The last time Managed Money was net short, gold was trading at $1270. Gold closed at $1717 as of Tuesday when traders submitted their positioning to the CFTC. Gold is 35% higher compared to the last time Managed Money was this pessimistic on gold.

How much lower can the shorts take gold? It seems they have run out of gas and been unable to break through solid support at $1680. Does this mean the downside is over? Does it mean the market is set up for a short squeeze?

Another hot inflation report could prompt even more short selling or ETF outflows that could take prices lower. However, the current positioning from Managed Money suggests there is far more risk to the upside than the downside.

Figure: 2 Managed Money Net Notional Position

Weak Hands at Work

Heading into the FOMC this week, Managed Money was clearly betting on a hawkish Fed pushing gold lower. But this was clearly a “buy the rumor, sell the fact” event.

Gold spec shorts were caught off-guard and saw a pretty solid rally in gold after the FOMC and GDP print. As the chart below shows, Managed Money had been piling in leading up to this week but then made almost no changes over the final days.

As shown below, Managed Money tends to be very volatile. However, since March 8th, the shorts have taken one side of the bet and absolutely hammered the price lower. Over the 20 weeks, 16 have led to an increase in net short with only 4 seeing an increase of positioning to the long side.

Figure: 3 Silver 50/200 DMA

The table below has detailed positioning information. A few things to highlight:

  • The net short position in Managed Money was driven by the long and short side
    • Over the month, gross longs fell 16.8% or 18.6k.

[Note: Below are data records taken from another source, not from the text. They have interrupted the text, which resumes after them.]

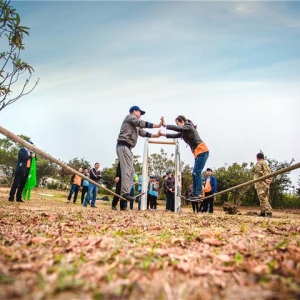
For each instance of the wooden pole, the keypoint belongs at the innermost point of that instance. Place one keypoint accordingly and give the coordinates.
(281, 171)
(19, 140)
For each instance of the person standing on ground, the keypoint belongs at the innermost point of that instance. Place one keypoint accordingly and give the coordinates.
(76, 183)
(84, 185)
(210, 188)
(263, 187)
(21, 174)
(187, 131)
(170, 191)
(118, 180)
(95, 175)
(131, 128)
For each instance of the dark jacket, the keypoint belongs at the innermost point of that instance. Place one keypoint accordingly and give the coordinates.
(23, 158)
(187, 132)
(170, 184)
(95, 175)
(213, 184)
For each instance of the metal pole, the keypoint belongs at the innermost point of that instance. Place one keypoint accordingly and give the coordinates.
(177, 199)
(145, 176)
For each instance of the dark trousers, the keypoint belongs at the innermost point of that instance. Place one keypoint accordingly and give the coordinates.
(170, 201)
(153, 202)
(195, 206)
(18, 185)
(207, 205)
(83, 192)
(123, 203)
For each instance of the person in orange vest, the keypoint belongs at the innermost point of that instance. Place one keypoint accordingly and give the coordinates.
(187, 130)
(76, 183)
(21, 173)
(210, 188)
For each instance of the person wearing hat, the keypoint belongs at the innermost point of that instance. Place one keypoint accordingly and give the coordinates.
(186, 130)
(210, 188)
(263, 187)
(131, 128)
(21, 173)
(170, 191)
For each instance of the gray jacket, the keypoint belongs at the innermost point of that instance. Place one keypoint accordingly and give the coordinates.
(131, 128)
(187, 132)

Gross shorts increased by almost 50% or 36.5k
    • This led to a net change of 55k contracts or -152%
  • Over the month, Other net longs fell by 10k or 8.1% while Non-Reportables fell 35% but only representing 9.5k
  • Producer and Swap both saw meaningful declines in their net short position of 42.5% and 39.8% respectively
    • This came mostly from a decrease in the short side for both groups. Gross longs only increased 5k against gross shorts falling 68k!

Producers and Swap generally sit on the other side of Managed Money and Other, so it’s not surprising to see their short positions fall, but a drop of 68k over a month is a massive fall.

Figure: 4 Gold Summary Table

Despite the large moves, the net positioning continues to fall. Total net positioning represents the combined exposure of the groups once hedging positions are removed. It shows the size of net positions divided by total open interest. As can be seen below, this has dropped to the lowest level since May 2019.